El exministro de Obras Públicas y Comunicaciones Arnoldo Wiens recusó al juez penal de garantías Humberto Otazú, a quien cuestiona por una serie de actuaciones procesales que, según sostiene, generan dudas razonables sobre la imparcialidad con la que interviene en la causa que enfrenta por el fallido proyecto Metrobús.
La recusación fue planteada por Wiens en la causa caratulada “Ramón Giménez Gaona y otros s/ lesión de confianza y otros”, en la que recientemente el Ministerio Público presentó acusación contra el exministro y solicitó que enfrente juicio oral y público por hechos vinculados al frustrado proyecto de transporte.
La Fiscalía sostiene que durante la gestión de Wiens al frente del MOPC se produjeron decisiones y omisiones que habrían ocasionado un perjuicio patrimonial al Estado estimado en G. 14.955.317.035.
La acusación fue formulada por los fiscales Nathalia Silva, Yeimy Adle y Giovanni Grisetti, quienes atribuyen al exministro, en calidad de autor, la presunta comisión de los hechos punibles de lesión de confianza y daño a obras construidas o medios técnicos de trabajo.
Cuestiona la secuencia procesal
En el escrito de recusación, Wiens sostiene que su planteamiento no responde simplemente a que las decisiones del juez hayan sido desfavorables a su posición procesal, sino a lo que considera una “secuencia objetiva de actuaciones procesales” que, analizadas en conjunto, afectarían la necesaria imparcialidad y distancia del órgano jurisdiccional.
El exministro centra uno de sus principales cuestionamientos en la forma en que se desarrolló el trámite previo a la presentación de la acusación fiscal.
Según expone, el 4 de agosto de 2026 su defensa promovió una excepción de falta de acción y otra de extinción de la acción penal por prescripción.
Tres días después, el 7 de agosto, el Juzgado Penal de Garantías dictó una providencia por la cual corrió traslado de las excepciones al Ministerio Público.
Posteriormente, el 11 de agosto, los agentes fiscales contestaron el traslado y, en la misma oportunidad, presentaron el requerimiento conclusivo de acusación contra Wiens, pese a que según señala la recusación el plazo fijado judicialmente para la presentación de dicho requerimiento vencía el 16 de agosto.
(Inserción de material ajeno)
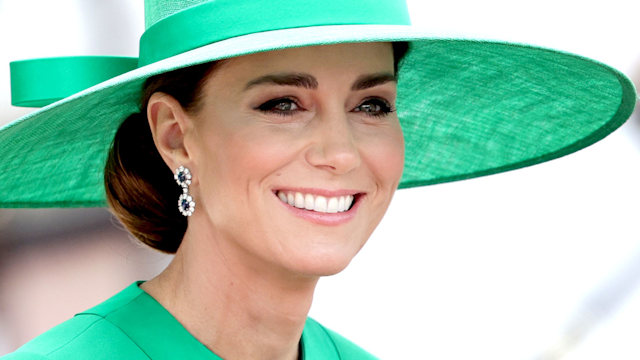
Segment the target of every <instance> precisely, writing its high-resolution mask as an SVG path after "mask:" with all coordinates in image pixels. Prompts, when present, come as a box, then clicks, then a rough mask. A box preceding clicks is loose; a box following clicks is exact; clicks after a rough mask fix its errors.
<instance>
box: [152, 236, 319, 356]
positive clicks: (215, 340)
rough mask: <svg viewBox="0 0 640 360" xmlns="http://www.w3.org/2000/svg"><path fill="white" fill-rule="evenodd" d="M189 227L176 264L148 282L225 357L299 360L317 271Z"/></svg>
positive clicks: (198, 337) (168, 310)
mask: <svg viewBox="0 0 640 360" xmlns="http://www.w3.org/2000/svg"><path fill="white" fill-rule="evenodd" d="M219 240H221V239H216V237H213V238H206V239H205V238H201V237H198V236H196V235H194V234H192V233H190V232H189V230H187V233H186V234H185V237H184V239H183V243H182V244H181V246H180V248H179V250H178V252H177V253H176V256H175V257H174V259H173V261H172V262H171V264H170V265H169V266H168V267H167V269H165V270H164V271H163V272H162V273H161V274H160V275H159V276H158V277H156V278H154V279H152V280H150V281H148V282H146V283H145V284H143V285H142V288H143V289H144V290H145V291H146V292H148V293H149V294H150V295H151V296H153V297H154V298H155V299H156V300H157V301H158V302H160V304H162V305H163V306H164V307H165V308H166V309H167V310H168V311H169V312H170V313H171V314H172V315H173V316H174V317H175V318H176V319H177V320H178V321H179V322H180V323H181V324H182V325H183V326H184V327H185V328H186V329H187V330H188V331H189V332H190V333H191V334H192V335H193V336H194V337H195V338H196V339H198V340H199V341H200V342H202V343H203V344H204V345H205V346H207V347H208V348H209V349H210V350H211V351H213V352H214V353H216V354H217V355H218V356H220V357H222V358H224V359H229V360H233V359H255V358H262V359H288V360H291V359H297V358H298V344H299V341H300V337H301V335H302V330H303V328H304V324H305V321H306V318H307V313H308V312H309V308H310V307H311V301H312V298H313V291H314V289H315V285H316V283H317V277H303V276H295V275H292V274H290V273H289V274H288V273H287V272H285V271H283V270H281V269H274V268H273V267H272V266H271V267H270V266H269V264H265V263H260V262H257V261H253V262H251V261H246V259H242V257H238V256H233V255H236V253H235V252H237V251H238V250H237V249H236V250H235V251H234V250H233V249H229V246H225V245H224V244H225V243H223V242H221V241H219Z"/></svg>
En esa misma presentación, el Ministerio Público solicitó además la abreviación del plazo.
El punto central del cuestionamiento de Wiens es que, al momento de presentarse la acusación, todavía no existía una decisión judicial que hubiera concedido esa abreviación del plazo.
A criterio de la defensa, esta sucesión de actuaciones constituye uno de los elementos que deben ser considerados para evaluar la imparcialidad del magistrado y justificar su apartamiento de la causa.
La tesis fiscal sobre el Metrobús
En paralelo, el Ministerio Público sostiene en su requerimiento conclusivo que la investigación permitió reconstruir la cadena de decisiones adoptadas desde agosto de 2018, cuando Wiens asumió la conducción del MOPC.
La tesis fiscal apunta a decisiones adoptadas durante su administración y a supuestas omisiones relacionadas con la ejecución y posterior terminación del proyecto Metrobús, que finalmente no llegó a operar como estaba previsto.
Para la Fiscalía, esas actuaciones habrían derivado en un perjuicio patrimonial millonario para el Estado paraguayo. Por ello, los fiscales Silva, Adle y Grisetti sostienen la acusación y solicitan que el exministro sea sometido a juicio oral y público.
La presentación fiscal atribuye a Wiens responsabilidad penal en calidad de autor por los hechos punibles señalados, una imputación que deberá ser debatida en las distintas etapas del proceso y, eventualmente, ante un tribunal de sentencia.
Continuidad del proceso
En su recusación, Wiens también cuestiona que el juzgado haya estructurado la continuidad del procedimiento sobre la base de la prosecución de la acusación, pese a que se encontraba pendiente de resolución una excepción de extinción de la acción penal que, de prosperar, podría modificar el curso de la causa.
La defensa sostiene que el juzgado habría avanzado con el proceso aun cuando estaba pendiente una cuestión que podía resultar determinante para su continuidad.
El planteamiento busca que Otazú sea apartado de la causa. La decisión sobre la recusación corresponderá a la instancia judicial competente, mientras que las excepciones y los cuestionamientos planteados por la defensa deberán seguir el trámite procesal correspondiente.